I don't think that anyone actually does heparin locks any more. They are often still *called* heparin locks, but they actually don't use heparin in peripheral locks anymore, just saline.
Many people choose a saline lock in stead of a continually running IV so they don'e have to mess with the tubing and the IV pole, etc. BUT, if you aren't going to have fluids running, you need to make sure that you are able to drink fluids to keep yourself hydrated. Incidentally, if they say you "aren't allowed" simply be noncompliant. They can't physically wrestle the fluids from your grasp!
In defense of inserting a saline lock during labor.......if someone hemorrages drastically after birth, their vessels are constricted and it is very difficult to insert an IV. Time is of the essence, and if it takes several attempts, that can make the difference between life and death, literally. And while no one wants to be treated like a medical problem, if someone has a history of hemorrhaging after their first three births, doesn't it seem prudent to hope for the best (no hemorrhage) but be prepared for the worst? Healthy women with good nutrition don't usually need an IV or even a saline lock unless something goes awry during labor (like, they vomit for several hours, can't keep fluids down, and are showing signs of dehydration). But, with out of hospital birth appealing to more and more types of people, sometimes we at our facility feel that a saline lock during labor is prudent.

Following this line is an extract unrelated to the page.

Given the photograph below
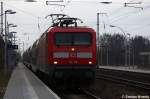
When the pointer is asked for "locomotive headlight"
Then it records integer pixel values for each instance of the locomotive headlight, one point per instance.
(90, 62)
(55, 62)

I think one of the main differences between how it is done with us verusu how it is done in the hospital is that you are still treated like an individual. We don't come in and say "We are inserting a saline lock." Prenatally, your previous births are discussed with you. *You* collaborate with the nurse and midwife, and the decision becomes yours. It isn't something that is randomly done to you. Being a major part of the decision making process certainly makes all the difference, don't you think?!?!
Anyhow, just wanted to give a little info!!!